Bénédicte de la Taille a mené une recherche-action pendant plusieurs mois auprès de femmes hébergées au Centre d’accueil pour demandeurs d’asile (CADA) de Villeurbanne (Rhône) afin d’appréhender leurs expériences durant le parcours migratoire, puis dans le pays d’accueil. Sa démarche a notamment mis en lumière les enjeux spécifiques liés aux situations de femmes isolées ou seules avec enfants. Cette recherche-action fut à la fois un projet de recherche, mais aussi un projet participatif et collectif autour de la photographie, mené avec et par neuf femmes hébergées au CADA. Bénédicte de la Taille a dirigé des ateliers collectifs et des entretiens individuels, et fourni un appareil photo afin que ces femmes puissent documenter elles-mêmes leurs quotidiens.

Lors de la conférence, Alexandra Beckley et Cindy Di Jusco, ont présenté les dispositifs et les écueils du traitement juridique de la demande d’asile, et apporté des éclairages sur la politique d’accueil et de protection pour ces femmes. En 2018, les femmes représentaient 33,2 % des demandes d’asile et 36,8 % des protections reconnues cette année-là. Par ailleurs, 40 % des personnes actuellement protégées par la France au titre de l’asile sont des femmes. Bénédicte de la Taille a rappelé que « les rôles sociaux assignés aux femmes et aux hommes, qui varient selon les pays, assignent un statut et une valeur supérieure aux hommes par rapport aux femmes », ce qui « crée des inégalités entre les femmes et les hommes, et sont également à la source des violences faites aux femmes ». Par ailleurs, ces inégalités et ces violences influent sur les facteurs de départ, le parcours migratoire, et les expériences dans le pays d’accueil. D’ailleurs en ce sens, l’intervenante souligne, qu’une fois arrivée dans le pays d’accueil, les vio­lences de genre ne sont pas finies : « la non-reconnaissance et non prise en compte de la nature sexuée de la migration et des violences spécifiques de genre dans les procédures d’asile tendent à reproduire et prolonger ces violences ».

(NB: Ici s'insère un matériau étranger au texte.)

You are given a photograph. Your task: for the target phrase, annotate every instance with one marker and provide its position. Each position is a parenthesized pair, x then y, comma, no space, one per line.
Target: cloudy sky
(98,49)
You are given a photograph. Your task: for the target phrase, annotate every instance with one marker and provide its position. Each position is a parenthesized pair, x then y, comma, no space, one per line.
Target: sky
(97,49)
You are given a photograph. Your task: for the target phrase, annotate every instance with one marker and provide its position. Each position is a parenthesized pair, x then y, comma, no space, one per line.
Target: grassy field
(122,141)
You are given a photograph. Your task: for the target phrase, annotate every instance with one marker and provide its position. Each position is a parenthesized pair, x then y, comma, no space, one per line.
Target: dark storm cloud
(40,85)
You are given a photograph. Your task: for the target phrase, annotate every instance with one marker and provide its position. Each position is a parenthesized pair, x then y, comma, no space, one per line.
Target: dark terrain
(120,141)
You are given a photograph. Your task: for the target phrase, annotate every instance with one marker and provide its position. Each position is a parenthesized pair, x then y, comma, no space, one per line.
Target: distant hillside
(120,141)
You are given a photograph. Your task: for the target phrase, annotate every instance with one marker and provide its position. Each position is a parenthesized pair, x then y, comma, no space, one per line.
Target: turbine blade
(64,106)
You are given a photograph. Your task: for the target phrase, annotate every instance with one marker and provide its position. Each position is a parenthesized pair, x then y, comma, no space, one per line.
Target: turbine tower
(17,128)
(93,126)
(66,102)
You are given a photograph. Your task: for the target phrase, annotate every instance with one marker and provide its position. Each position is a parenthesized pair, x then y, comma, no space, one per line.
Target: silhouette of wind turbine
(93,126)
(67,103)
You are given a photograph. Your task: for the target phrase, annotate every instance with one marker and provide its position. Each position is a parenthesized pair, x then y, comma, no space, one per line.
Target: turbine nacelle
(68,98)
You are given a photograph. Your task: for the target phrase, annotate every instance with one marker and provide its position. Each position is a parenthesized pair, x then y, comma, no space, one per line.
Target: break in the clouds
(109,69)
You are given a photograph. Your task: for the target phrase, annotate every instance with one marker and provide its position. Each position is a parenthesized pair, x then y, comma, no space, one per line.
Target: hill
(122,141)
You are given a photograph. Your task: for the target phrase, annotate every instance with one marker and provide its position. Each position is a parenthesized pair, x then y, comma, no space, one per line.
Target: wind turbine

Par la suite, les intervenantes sont revenues sur certains des résultats clés de la recherche-action qui a été menée. L’un des premiers éléments qui est ressorti de cette recherche est d’abord la constatation de la diversité des parcours migratoires. Si les femmes interrogées sont toutes parties et arrivées seules en France, leurs expériences, leurs situations avant le départ et les motifs de départ sont extrêmement divers. Ces femmes ont toute connu la rue avant l’arrivée au CADA. À ce titre, Bénédicte de la Taille rappelle que « seulement 48 % des personnes en demande d’asile ont aujourd’hui accès à un hébergement, et la vie à la rue constitue un enjeu spécifique pour les femmes qui peuvent subir du harcèlement, des viols, et qui sont souvent accompagnés de leurs enfants ». Une fois qu’elles arrivent au CADA, « celui-ci constitue un lieu de protection et de soulagement après le parcours de rue. mais paradoxalement, les femmes y expérimentent une grande forme d’isolement voir d’insécurité ». De plus, au sein du CADA, « un des enjeux clés concerne les problématiques liées à la maternité en tant que femme exilée et seule : il y a de vraies difficultés de parentalités, surtout quand il n’y a pas de système de garde pour les enfants en bas âge ». Enfin, certaines femmes interrogées ont mentionné des expériences de racisme et sexisme dans les espaces publics et des difficultés d’accès aux services et aux soins en particulier.

En dernier lieu, les intervenantes ont souhaité conclure en apportant quelques recommandations au sujet des problématiques précédemment évoquées. Par exemple, il est évoqué la nécessité de mettre en place des programmes psychosociaux dédiés aux femmes. De même, il faudrait mettre en place des accompagnements spécifiques à la parentalité en situation d’exil.